The specific operation involves taking an input x with shape (B, C, H, W), compressing spatial information through Squeeze to obtain (B, C, 1, 1), and adjusting it to (B, C) for fully connected layer input. After passing through the fully connected layer, a weight vector y of shape (B, C) is obtained, which is then reshaped back to (B, C, 1, 1) for subsequent broadcast multiplication. Finally, the weight vector y is multiplied channel-wise with the original input x (x * y) to achieve channel feature recalibration. This process dynamically learns the weight of each channel through global information, emphasizing important channels and suppressing redundant ones, guiding the network to focus on more meaningful features. Table 5 presents results after introducing the SE Block [43] module. Experiment 10 demonstrates that although Precision decreases after adding the SE Block, Recall improves by 3% and 3.3% compared to Baseline and Experiment 5, respectively, validating our proposed improvement’s effectiveness. However, simply adding the SE Block module to Baseline may not prove optimal. YOLOv11 detection requires simultaneous attention to local details and global semantics.
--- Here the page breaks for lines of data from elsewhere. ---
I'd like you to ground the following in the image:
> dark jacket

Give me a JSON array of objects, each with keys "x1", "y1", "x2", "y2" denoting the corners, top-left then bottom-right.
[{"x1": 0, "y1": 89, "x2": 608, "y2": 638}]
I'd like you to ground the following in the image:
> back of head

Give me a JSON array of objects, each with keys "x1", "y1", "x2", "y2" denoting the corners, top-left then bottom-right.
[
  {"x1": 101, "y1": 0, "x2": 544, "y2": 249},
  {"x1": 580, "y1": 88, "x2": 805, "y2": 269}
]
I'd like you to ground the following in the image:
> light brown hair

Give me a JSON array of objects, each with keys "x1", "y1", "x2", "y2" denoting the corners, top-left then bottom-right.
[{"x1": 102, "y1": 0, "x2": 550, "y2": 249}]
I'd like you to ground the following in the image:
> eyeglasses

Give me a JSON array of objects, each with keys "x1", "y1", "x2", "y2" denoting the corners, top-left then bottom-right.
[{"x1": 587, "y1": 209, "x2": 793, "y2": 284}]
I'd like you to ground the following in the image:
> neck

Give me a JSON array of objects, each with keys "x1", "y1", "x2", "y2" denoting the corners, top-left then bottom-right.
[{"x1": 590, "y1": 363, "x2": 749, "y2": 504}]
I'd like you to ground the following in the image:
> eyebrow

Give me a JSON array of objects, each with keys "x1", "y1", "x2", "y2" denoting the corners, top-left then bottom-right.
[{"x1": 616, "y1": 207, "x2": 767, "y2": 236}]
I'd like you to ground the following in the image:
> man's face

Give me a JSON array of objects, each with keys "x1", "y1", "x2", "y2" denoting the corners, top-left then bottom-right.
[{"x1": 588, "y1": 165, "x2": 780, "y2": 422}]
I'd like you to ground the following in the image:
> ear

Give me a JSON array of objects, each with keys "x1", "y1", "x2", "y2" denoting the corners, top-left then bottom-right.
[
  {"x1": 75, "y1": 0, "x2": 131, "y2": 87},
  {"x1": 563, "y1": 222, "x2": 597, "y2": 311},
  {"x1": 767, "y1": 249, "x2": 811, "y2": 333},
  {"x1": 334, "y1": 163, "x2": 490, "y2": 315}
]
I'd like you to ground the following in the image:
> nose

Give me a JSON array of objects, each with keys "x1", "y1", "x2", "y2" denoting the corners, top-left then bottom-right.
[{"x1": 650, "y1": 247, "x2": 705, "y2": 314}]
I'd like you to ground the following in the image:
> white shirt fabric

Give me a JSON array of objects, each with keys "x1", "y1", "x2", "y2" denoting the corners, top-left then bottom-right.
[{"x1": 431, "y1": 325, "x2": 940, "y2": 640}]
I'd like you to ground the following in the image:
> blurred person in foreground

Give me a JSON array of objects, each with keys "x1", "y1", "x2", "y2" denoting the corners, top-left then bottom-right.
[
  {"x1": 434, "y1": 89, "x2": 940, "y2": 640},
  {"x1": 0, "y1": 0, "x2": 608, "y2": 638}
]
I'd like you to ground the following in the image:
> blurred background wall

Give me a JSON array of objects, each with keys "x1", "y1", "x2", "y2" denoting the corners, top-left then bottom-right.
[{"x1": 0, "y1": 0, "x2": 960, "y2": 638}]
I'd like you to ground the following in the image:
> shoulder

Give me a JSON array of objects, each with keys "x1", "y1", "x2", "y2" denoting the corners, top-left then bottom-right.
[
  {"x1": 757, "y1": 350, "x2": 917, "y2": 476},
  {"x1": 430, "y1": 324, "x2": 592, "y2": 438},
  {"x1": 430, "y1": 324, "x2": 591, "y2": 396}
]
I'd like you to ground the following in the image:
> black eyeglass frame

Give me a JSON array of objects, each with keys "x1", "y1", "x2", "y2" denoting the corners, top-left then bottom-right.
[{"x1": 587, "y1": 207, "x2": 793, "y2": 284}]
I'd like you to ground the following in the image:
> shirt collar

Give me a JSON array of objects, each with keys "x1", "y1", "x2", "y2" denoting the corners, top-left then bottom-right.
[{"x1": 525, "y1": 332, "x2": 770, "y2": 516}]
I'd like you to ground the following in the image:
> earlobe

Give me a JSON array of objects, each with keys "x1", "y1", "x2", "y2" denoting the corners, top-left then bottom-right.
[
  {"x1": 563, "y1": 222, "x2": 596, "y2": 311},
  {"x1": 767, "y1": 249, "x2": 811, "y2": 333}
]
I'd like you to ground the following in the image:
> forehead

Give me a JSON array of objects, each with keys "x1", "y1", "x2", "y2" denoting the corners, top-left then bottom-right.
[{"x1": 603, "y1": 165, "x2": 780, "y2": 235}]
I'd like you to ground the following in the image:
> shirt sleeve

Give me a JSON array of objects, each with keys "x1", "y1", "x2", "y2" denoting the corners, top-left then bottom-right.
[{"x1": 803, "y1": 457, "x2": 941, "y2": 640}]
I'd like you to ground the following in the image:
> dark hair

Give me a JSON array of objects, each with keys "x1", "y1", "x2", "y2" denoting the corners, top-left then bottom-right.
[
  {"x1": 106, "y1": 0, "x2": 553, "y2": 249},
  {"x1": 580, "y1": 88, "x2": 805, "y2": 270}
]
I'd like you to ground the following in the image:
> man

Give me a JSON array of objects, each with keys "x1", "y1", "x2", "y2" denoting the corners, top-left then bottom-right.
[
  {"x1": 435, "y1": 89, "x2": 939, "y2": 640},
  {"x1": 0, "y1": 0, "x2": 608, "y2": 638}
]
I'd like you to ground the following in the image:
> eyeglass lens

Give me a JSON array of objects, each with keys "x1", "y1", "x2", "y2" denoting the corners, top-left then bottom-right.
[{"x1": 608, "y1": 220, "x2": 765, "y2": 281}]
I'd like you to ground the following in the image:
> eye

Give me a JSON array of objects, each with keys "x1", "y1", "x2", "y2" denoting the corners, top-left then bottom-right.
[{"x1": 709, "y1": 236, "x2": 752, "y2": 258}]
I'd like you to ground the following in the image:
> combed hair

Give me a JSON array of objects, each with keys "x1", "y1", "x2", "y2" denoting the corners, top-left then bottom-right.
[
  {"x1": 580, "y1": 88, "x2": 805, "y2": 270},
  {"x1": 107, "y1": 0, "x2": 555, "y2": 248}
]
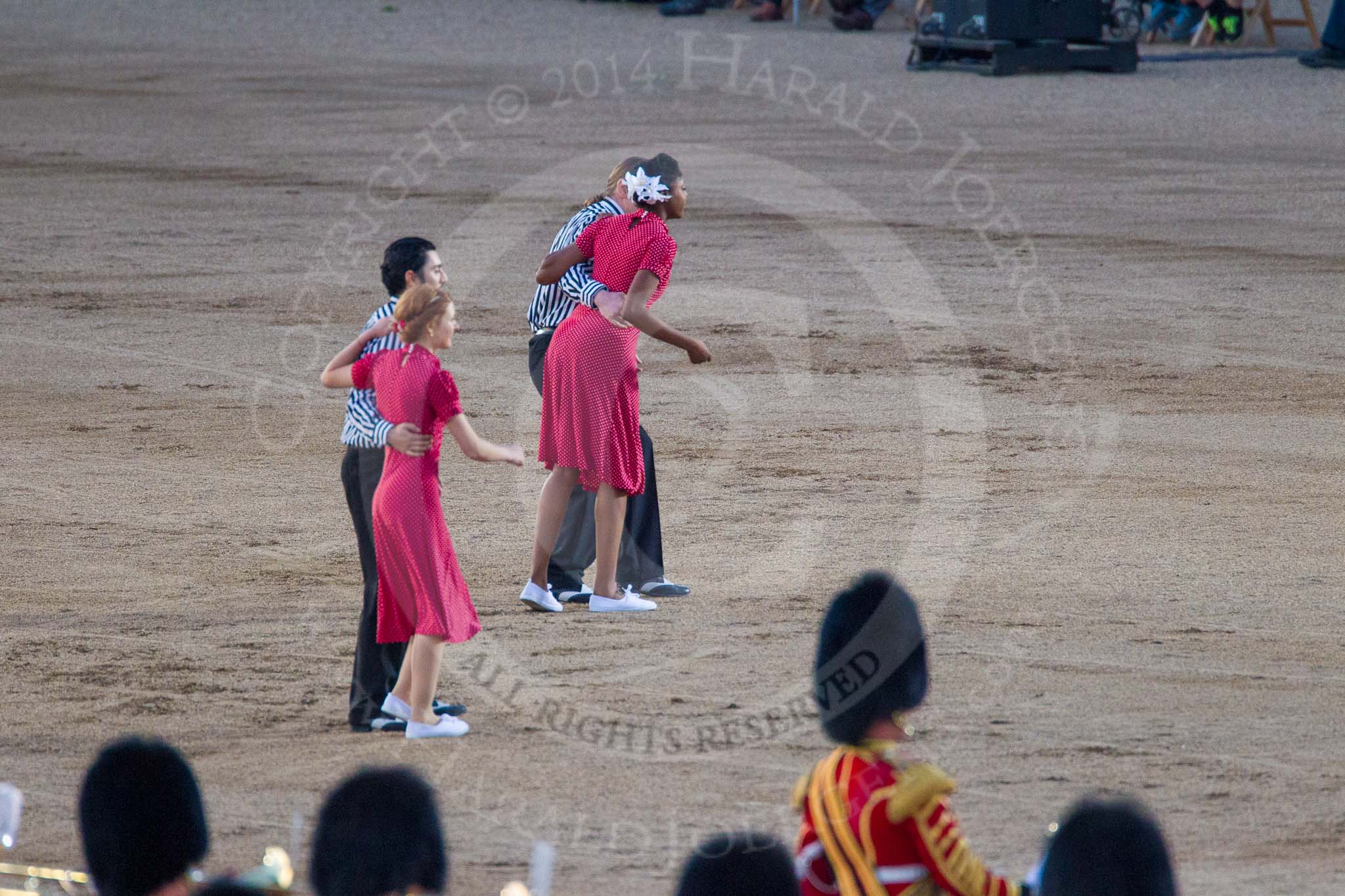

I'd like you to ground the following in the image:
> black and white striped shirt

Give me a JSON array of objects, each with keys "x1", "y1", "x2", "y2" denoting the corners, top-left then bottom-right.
[
  {"x1": 527, "y1": 196, "x2": 623, "y2": 333},
  {"x1": 340, "y1": 295, "x2": 402, "y2": 449}
]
The SE module compresses spatial information through global average pooling, potentially over-smoothing local features and weakening spatial sensitivity required for detection tasks. Comparing Experiment 11 with Experiment 7, our final improved model with SE Block module shows 1.8% decrease in Precision but 0.9% increase in Recall. This indicates that SE Block amplifies important channel features (e.g., defect regions) while suppressing secondary channels (e.g., background). Specifically, it enhances edge and texture features related to defects (e.g., cracks, damage), making the model more sensitive to subtle and blurry defects, thereby reducing missed detections while also decreasing false positives caused by background interference. The Precision decrease may result from high-frequency edges or noise being misclassified as defects. Achieving balance between these factors and determining optimal method selection in industrial applications requires further research.

4.5. Visualization

The visual analysis in this paper employs heatmap visualization technology to further illustrate our improved model’s superiority in insulator defect detection. The highest activation values in heatmaps (red/yellow regions) should precisely cover insulator defect locations (including flashover points, defect areas, and metal connection points), aligning with YOLO detection box central regions. Metal connectors appear yellow because they constitute critical insulator structure components—flashovers frequently occur at metal-ceramic interfaces, prompting the model to identify them as defect-sensitive areas. Local red edges overlapping with YOLO-detected defect boxes indicate defect regions. The background appears deep blue without noise. Figure 9 presents a heatmap comparison between our improved model and baseline.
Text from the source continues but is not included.